Financial conditions are tight, the yield curve is flat, and credit conditions show spread compression.
- The Growth Acceleration × Inflation Reacceleration regime has historically tended to indicate robust economic activity with rising price pressures.
- Financial conditions remain tight, with a slight movement towards tighter conditions compared to last week.
- The yield curve is flat, with a slight steepening observed from the previous week.
- Credit conditions show spread compression, with a z-score indicating conditions are significantly below the long-run average.
- The most notable shift is the slight steepening of the yield curve, suggesting a marginal change in market expectations.
Growth × Inflation (GI)
The current regime of Growth Acceleration × Inflation Reacceleration suggests a period where economic growth is picking up alongside rising inflationary pressures. The year-over-year growth in industrial production is at 1.75%, with a three-month change indicating further acceleration. Inflation, as measured by the CPI, is at 3.03% year-over-year, with a slight increase over the past three months. This regime remains unchanged from the previous week, indicating a consistent economic environment.
Financial Conditions (F)
Financial conditions are currently tight, which typically implies higher borrowing costs and potentially restrictive access to capital. The federal funds rate is at 4.09%, and the two-year yield is at 3.52%, both contributing to the tight conditions. Compared to last week, the financial conditions score has moved slightly tighter, suggesting a marginal increase in financial market constraints.
Yield Curve (R)
The yield curve is flat, with a spread of 0.32 percentage points between the 10-year and 3-month yields. This flatness often reflects uncertainty about future economic growth and inflation. Compared to last week, the curve has steepened slightly, moving from a spread of 0.29 percentage points. This change may indicate a slight shift in market expectations regarding future interest rates or economic conditions.
Credit (C)
Credit conditions are characterized by spread compression, with a high-yield spread of 2.88%. The z-score of -1.06 suggests that current spreads are significantly tighter than the long-run average, placing them in the 5th percentile of the past decade. Compared to last week, there is little change, indicating stable credit conditions with continued tight spreads.

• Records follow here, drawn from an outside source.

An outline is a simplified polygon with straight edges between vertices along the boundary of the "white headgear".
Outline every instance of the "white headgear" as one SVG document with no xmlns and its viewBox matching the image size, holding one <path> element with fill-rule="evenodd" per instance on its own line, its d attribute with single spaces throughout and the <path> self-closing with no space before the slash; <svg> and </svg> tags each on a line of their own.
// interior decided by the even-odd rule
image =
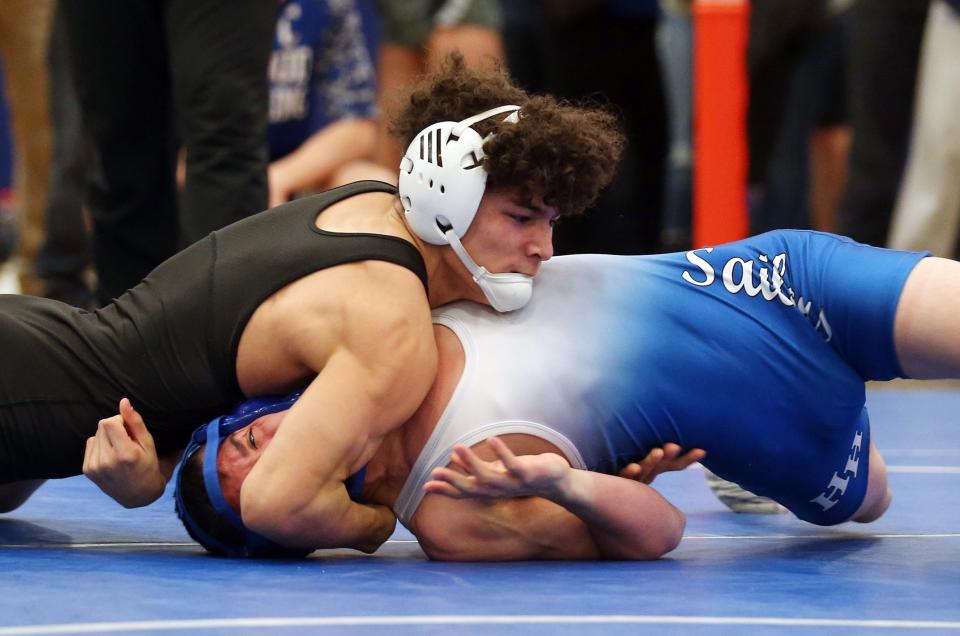
<svg viewBox="0 0 960 636">
<path fill-rule="evenodd" d="M 517 273 L 491 274 L 470 258 L 460 239 L 480 208 L 487 185 L 481 165 L 483 144 L 473 124 L 501 113 L 503 121 L 519 121 L 519 106 L 499 106 L 460 122 L 444 121 L 424 128 L 400 161 L 400 201 L 410 229 L 433 245 L 450 245 L 473 280 L 497 311 L 520 309 L 530 301 L 533 279 Z"/>
</svg>

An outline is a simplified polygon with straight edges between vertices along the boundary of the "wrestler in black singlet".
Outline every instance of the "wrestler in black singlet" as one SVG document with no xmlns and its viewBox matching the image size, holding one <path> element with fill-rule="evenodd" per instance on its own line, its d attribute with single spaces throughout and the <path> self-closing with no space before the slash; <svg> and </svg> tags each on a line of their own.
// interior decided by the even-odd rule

Uncertainty and How to Verify Going Forward
This report reflects conditional tendencies based on current data, not forecasts. Key metrics to track include the GI label and its core values, the financial-conditions score, the yield-curve spread, and the high-yield spread level and percentile. Monitoring these indicators over the coming months will provide insights into potential shifts in economic conditions. As always, this analysis is informational and should not be construed as investment advice.